Tytych said that the High Qualification Commission had not accepted a single proposal made by the Public Integrity Council.

Moreover, the High Qualification Commission refused to even discuss two out of the Public Integrity Council’s conditions for returning to the qualification assessment process – those related to transparency and conflicts of interest, he added.

Tytych said that in September Andriy Vasylenko and Andriy Kozlov from the High Qualification Commission and representatives of the Public Integrity Council had reached preliminarily agreement on approving the criteria for assessing judges and adopting changes to the commission’s regulations.

In October Vasylenko sent the Public Integrity Council draft criteria for assessing judges and draft regulations, Tytych said.

However, these documents differed from those created jointly by the commission and the council during the mediation process, he said.
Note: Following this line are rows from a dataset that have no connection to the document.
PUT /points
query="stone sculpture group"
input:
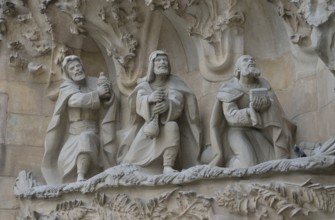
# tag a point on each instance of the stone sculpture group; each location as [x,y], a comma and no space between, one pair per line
[247,127]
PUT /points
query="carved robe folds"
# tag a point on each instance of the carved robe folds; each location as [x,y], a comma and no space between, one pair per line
[81,123]
[179,127]
[243,137]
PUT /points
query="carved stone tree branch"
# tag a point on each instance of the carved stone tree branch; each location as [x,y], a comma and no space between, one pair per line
[125,32]
[218,28]
[313,22]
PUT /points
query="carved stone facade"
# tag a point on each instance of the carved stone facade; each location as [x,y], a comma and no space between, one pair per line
[292,42]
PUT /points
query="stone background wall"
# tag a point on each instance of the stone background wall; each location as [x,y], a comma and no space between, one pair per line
[302,81]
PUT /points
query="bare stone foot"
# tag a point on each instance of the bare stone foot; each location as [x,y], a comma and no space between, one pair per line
[80,178]
[168,169]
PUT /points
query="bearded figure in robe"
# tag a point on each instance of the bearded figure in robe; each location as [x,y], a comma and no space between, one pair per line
[248,125]
[165,123]
[81,137]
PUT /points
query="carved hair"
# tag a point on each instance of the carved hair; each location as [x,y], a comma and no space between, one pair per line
[237,69]
[150,74]
[66,61]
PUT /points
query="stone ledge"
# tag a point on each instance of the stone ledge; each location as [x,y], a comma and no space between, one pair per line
[302,188]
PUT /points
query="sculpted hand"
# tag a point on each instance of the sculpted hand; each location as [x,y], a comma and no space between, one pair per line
[104,91]
[161,107]
[156,96]
[261,104]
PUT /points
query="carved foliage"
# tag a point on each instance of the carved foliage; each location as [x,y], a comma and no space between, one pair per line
[277,200]
[300,31]
[189,205]
[207,19]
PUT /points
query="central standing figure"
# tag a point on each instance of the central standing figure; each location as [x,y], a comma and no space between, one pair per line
[165,120]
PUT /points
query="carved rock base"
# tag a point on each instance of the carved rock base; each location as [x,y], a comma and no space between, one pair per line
[273,190]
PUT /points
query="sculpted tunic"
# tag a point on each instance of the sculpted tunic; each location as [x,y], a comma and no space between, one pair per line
[179,129]
[81,123]
[243,137]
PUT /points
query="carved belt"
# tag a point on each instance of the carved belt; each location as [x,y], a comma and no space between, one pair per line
[79,126]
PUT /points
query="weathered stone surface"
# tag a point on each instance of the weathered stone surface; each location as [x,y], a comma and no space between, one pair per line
[292,42]
[8,214]
[26,129]
[8,201]
[13,160]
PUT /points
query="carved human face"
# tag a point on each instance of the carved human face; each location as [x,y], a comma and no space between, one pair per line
[248,67]
[76,71]
[161,65]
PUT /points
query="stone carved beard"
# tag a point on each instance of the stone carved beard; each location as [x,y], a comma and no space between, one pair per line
[251,71]
[162,71]
[79,76]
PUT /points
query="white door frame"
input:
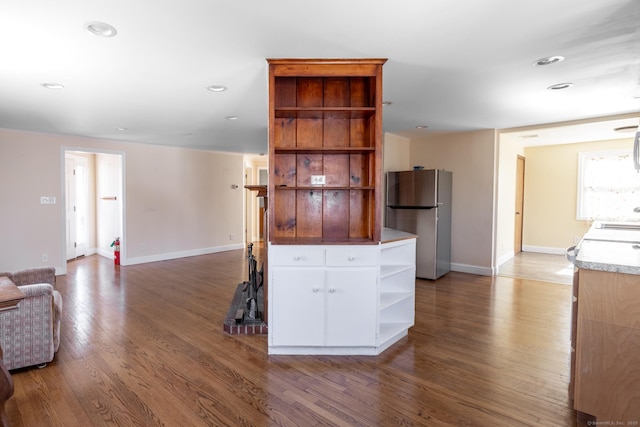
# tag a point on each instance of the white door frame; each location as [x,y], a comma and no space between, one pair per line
[123,228]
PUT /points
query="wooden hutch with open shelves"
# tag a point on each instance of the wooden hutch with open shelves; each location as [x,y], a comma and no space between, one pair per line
[325,150]
[337,282]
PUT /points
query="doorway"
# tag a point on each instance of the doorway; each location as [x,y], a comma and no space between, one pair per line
[519,208]
[94,202]
[76,204]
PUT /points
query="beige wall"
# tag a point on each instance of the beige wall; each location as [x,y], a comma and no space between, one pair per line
[551,183]
[178,202]
[471,156]
[396,153]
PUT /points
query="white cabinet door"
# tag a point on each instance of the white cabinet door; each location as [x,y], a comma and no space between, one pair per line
[351,306]
[297,312]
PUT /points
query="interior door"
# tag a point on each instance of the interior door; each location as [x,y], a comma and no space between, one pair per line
[70,206]
[76,205]
[517,244]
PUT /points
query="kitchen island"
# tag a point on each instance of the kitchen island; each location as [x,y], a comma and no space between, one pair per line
[341,299]
[605,368]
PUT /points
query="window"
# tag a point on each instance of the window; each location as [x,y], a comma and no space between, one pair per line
[608,186]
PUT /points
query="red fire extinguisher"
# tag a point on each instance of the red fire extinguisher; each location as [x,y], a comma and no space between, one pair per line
[116,251]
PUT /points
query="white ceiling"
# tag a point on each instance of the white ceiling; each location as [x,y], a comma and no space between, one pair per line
[454,65]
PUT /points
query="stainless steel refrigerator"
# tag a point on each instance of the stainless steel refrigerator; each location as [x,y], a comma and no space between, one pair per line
[419,202]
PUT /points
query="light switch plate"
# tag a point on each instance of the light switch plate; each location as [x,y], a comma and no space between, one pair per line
[318,179]
[44,200]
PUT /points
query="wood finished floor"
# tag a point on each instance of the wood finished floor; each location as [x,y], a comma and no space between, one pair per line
[538,266]
[143,346]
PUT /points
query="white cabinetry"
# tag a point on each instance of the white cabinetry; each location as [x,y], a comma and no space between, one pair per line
[340,299]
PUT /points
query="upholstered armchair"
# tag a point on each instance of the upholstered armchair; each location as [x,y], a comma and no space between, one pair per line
[30,334]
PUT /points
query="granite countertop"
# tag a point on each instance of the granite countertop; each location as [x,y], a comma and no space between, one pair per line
[613,249]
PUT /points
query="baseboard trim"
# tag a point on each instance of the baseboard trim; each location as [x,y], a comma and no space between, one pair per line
[181,254]
[506,257]
[473,269]
[544,250]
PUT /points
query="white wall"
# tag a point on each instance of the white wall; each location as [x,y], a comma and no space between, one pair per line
[178,202]
[471,156]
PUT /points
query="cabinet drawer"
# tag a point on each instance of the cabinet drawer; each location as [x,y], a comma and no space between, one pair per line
[352,256]
[296,256]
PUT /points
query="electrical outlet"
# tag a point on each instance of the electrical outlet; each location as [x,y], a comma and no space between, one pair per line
[318,179]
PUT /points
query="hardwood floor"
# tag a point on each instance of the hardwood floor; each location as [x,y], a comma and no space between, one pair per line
[143,345]
[538,266]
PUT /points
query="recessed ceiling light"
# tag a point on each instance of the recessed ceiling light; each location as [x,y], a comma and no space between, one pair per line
[626,129]
[52,86]
[560,86]
[217,88]
[101,29]
[548,60]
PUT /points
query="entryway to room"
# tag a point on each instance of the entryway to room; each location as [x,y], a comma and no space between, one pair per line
[94,202]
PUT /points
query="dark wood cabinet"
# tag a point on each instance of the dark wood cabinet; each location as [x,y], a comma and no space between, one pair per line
[325,150]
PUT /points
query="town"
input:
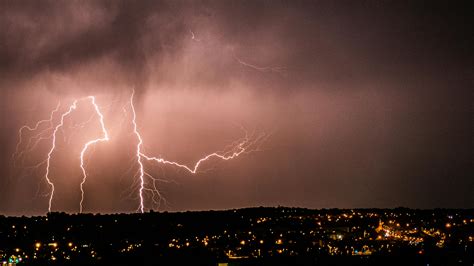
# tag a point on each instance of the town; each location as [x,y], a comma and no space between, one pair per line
[241,237]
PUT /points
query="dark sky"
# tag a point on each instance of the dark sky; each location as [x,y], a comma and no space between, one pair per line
[368,103]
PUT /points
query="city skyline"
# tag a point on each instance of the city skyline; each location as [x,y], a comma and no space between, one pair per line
[315,104]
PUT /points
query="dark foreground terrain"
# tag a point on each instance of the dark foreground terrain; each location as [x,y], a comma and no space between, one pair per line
[254,236]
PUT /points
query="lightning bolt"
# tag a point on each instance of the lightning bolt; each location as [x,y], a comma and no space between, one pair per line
[72,107]
[138,152]
[235,151]
[88,144]
[105,137]
[147,183]
[38,137]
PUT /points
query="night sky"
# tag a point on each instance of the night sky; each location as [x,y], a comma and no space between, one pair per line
[366,103]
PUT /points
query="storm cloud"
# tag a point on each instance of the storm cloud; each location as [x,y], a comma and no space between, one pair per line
[369,102]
Moreover, it turned out that the High Qualification Commission had not approved the content of these documents, and it was just Vasylenko’s personal view, he added.

Tytych also said that during the qualification assessment of judges, the High Qualification Commission had repeatedly violated the assessment criteria that it had negotiated with the Public Integrity Council.
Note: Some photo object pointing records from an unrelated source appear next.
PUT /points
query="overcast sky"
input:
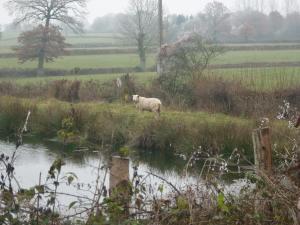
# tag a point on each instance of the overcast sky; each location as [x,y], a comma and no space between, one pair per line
[101,7]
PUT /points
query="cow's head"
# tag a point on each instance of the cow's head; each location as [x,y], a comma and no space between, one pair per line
[135,98]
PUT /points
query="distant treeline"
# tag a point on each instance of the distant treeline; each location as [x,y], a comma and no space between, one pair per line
[219,24]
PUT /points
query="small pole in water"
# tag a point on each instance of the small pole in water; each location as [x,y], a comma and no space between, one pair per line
[38,200]
[262,150]
[119,185]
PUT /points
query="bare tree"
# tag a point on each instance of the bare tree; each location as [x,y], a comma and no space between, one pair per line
[140,25]
[273,5]
[45,12]
[30,43]
[216,14]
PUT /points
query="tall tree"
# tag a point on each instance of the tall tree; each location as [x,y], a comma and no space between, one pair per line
[216,14]
[31,43]
[139,25]
[45,12]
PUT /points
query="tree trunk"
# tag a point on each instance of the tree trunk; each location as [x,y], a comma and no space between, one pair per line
[142,52]
[42,53]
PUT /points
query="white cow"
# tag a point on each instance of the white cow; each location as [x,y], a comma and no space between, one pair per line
[147,104]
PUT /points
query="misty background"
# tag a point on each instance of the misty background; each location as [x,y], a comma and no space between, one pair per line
[230,21]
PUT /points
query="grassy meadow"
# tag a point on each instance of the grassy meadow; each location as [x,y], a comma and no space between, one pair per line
[132,60]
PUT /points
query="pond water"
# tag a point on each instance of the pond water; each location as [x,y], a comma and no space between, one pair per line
[33,159]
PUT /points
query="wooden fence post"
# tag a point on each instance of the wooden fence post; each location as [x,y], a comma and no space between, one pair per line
[119,187]
[119,171]
[262,150]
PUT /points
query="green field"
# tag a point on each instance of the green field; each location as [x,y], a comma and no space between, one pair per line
[89,61]
[262,79]
[132,60]
[139,77]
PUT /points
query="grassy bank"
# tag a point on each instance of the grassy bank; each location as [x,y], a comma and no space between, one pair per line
[116,125]
[258,79]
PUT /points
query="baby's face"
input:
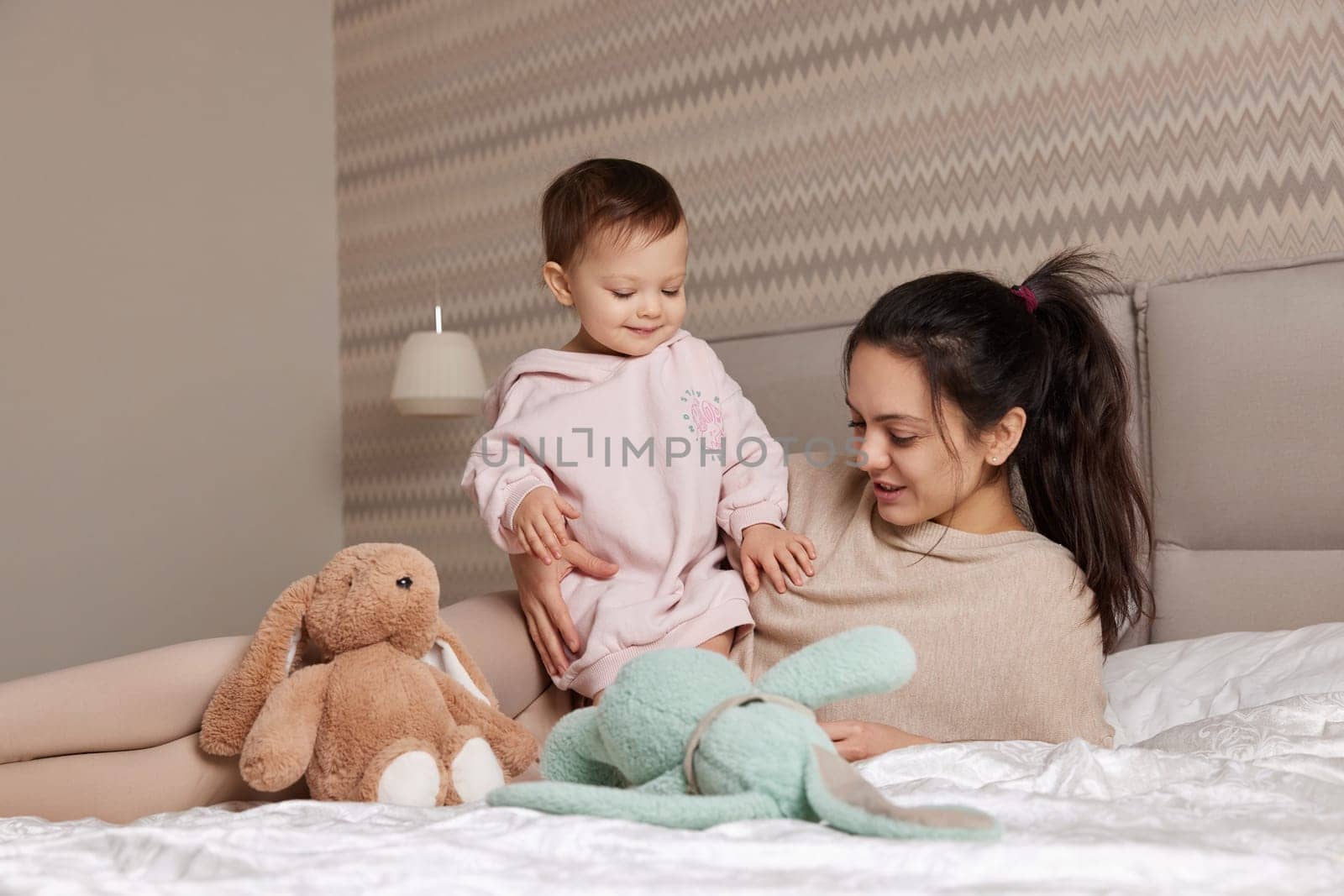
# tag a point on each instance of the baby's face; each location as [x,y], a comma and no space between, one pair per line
[629,298]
The commission gave the green light to numerous judges who passed unlawful rulings against protesters, as well as those with violations in their asset declarations and those who violated human rights, he said.

Supreme Court ruling

In September the Supreme Court annulled the High Qualification Commission regulations that effectively blocked the work of the Public Integrity Council, declaring them unlawful.
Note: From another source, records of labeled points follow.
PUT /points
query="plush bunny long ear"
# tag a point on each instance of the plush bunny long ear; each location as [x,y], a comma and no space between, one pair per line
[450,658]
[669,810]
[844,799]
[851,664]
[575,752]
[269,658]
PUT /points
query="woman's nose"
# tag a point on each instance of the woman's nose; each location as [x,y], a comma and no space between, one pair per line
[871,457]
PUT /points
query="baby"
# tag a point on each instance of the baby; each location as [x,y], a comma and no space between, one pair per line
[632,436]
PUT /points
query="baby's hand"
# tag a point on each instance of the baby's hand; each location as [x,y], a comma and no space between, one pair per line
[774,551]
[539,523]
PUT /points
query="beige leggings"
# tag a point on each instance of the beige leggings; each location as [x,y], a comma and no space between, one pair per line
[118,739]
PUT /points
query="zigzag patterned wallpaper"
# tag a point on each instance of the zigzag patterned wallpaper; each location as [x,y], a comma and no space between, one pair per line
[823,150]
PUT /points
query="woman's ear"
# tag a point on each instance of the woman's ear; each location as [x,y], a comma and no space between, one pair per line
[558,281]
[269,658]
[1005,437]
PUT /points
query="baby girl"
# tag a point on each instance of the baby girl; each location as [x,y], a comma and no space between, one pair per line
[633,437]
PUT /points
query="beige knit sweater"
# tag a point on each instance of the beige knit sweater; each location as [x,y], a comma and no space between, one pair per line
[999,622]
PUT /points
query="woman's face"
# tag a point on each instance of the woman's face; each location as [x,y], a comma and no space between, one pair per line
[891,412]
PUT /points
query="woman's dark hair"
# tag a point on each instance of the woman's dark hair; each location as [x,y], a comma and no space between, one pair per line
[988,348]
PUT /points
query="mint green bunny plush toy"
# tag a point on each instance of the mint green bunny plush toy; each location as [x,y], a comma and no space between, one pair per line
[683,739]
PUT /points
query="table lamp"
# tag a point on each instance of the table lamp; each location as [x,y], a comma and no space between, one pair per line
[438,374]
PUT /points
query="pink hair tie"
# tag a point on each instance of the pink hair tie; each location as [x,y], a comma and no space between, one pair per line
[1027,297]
The council argued that these regulations are unlawful because no law gives the High Qualification Commission the right to set regulations for the Public Integrity Council.

However, the High Qualification Commission has so far failed to comply with the court ruling and change its regulations.

The new regulations seek to block the Public Integrity Council from assessing the integrity of judges unless there is a ruling by the High Council of Justice, the National Agency for Preventing Corruption, the Council of Judges or the State Fiscal Service.

The regulations stem from confusion between the criminal prosecution of judges or disciplinary penalties on the one hand, and the assessment of judges’ professional ethics and integrity on the other hand, Tytych said.

Under the law on the judiciary and status of judges, the Public Integrity Council’s role is to not to assess whether a judge has committed a crime or a disciplinary violation, but to assess whether judges meet integrity and professional ethics criteria according to international practice, he added.

Under another new regulation, any decision of the Public Integrity Council must be signed by all of its members.

The council said that this requirement would delay or block most of its decisions.